Als Amanita unter Jubel und Johlen die Bühne betritt, ist ihre Botschaft ein Aufruf zum Handeln. „Wir wollen keinen Wiederanstieg der Fallzahlen im Frühjahr und Sommer“, sagt sie. „Darum sage ich euch allen hier: lasst euch testen, impfen und behandeln. Schützt einander, redet miteinander, mit euren Freunden, Partnern und Lovern, und mit euren Familien.“
Kampagne von WHO/Europa zur Eliminierung der Mpox
Die im Mai 2023 gestartete Kampagne von WHO/Europa zur Bekämpfung der Mpox appelliert an die betroffenen Gruppen, die Gesundheitsbehörden und die Gesundheitsberufe, in diesem Sommer wachsam zu bleiben.

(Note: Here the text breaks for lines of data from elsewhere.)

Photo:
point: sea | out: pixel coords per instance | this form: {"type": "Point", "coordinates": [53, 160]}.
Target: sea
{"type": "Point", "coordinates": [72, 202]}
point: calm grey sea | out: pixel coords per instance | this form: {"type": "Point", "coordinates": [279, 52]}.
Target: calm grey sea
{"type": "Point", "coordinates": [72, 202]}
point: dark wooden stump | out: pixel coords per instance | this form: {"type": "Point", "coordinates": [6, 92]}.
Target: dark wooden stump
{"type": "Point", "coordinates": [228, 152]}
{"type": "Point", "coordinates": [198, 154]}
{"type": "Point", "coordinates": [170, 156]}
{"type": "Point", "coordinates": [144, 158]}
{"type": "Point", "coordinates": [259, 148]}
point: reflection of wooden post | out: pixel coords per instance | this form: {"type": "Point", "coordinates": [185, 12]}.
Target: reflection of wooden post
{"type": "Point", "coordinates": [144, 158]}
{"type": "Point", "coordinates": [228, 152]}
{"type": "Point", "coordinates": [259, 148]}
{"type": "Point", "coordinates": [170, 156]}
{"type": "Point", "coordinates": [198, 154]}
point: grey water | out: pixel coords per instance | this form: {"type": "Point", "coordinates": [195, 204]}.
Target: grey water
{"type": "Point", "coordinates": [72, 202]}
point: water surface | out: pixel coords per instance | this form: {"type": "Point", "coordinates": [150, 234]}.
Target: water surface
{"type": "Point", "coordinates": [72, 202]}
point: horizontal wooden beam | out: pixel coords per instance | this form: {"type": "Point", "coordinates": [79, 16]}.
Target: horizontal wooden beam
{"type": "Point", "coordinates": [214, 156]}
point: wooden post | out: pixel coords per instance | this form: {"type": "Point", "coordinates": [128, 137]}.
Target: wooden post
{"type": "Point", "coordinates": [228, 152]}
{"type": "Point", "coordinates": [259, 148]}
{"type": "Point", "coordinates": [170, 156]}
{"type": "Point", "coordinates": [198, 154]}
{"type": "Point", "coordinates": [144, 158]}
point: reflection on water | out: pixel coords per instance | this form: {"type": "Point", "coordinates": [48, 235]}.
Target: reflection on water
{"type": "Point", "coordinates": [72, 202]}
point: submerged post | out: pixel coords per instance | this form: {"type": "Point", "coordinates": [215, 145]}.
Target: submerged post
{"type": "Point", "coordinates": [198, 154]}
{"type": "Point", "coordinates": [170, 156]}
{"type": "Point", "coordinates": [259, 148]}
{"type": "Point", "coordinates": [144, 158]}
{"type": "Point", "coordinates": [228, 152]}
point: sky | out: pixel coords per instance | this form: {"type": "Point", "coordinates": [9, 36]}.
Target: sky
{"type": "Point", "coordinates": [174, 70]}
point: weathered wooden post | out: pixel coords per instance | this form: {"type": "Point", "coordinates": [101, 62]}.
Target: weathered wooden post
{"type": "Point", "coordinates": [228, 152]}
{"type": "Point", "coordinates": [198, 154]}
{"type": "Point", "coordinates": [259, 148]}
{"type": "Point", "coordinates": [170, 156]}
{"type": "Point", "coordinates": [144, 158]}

Die Länder werden dringend aufgefordert, mit Gesundheitstipps und -informationen zum Thema Mpox und mit Tests und Impfungen auf alle betroffenen Gruppen zuzugehen; gleichzeitig werden die Erfahrungen, Bedürfnisse und Hoffnungen der Menschen in Verbindung mit Mpox in diesem Jahr beleuchtet. Mit dem aktualisierten Toolkit zur Risikokommunikation und Bürgerbeteiligung sowie zur Bewältigung von Infodemien (RCCE-IM) bietet WHO/Europa Gesundheitsbehörden, zivilgesellschaftlichen Organisationen und Veranstaltern auch einen umfassenden Ratgeber im Hinblick auf die Eliminierung der Mpox an, der auch einen neuen Abschnitt mit Tipps für die Sicherstellung der Einbeziehung von Gruppen wie Trans-Personen, Prostituierten und Betreibern von Swinger-Clubs enthält. In einem von WHO/Europa neu erstellten Kompendium mit zwölf Fallstudien wird die zentrale Rolle örtlicher Initiativen der WHO bei der Reduzierung der Mpox-Fallzahlen durch Inspiration und Aufzeigen bewährter Praktiken für Gesundheitsbehörden und zivilgesellschaftliche Organisationen dargestellt.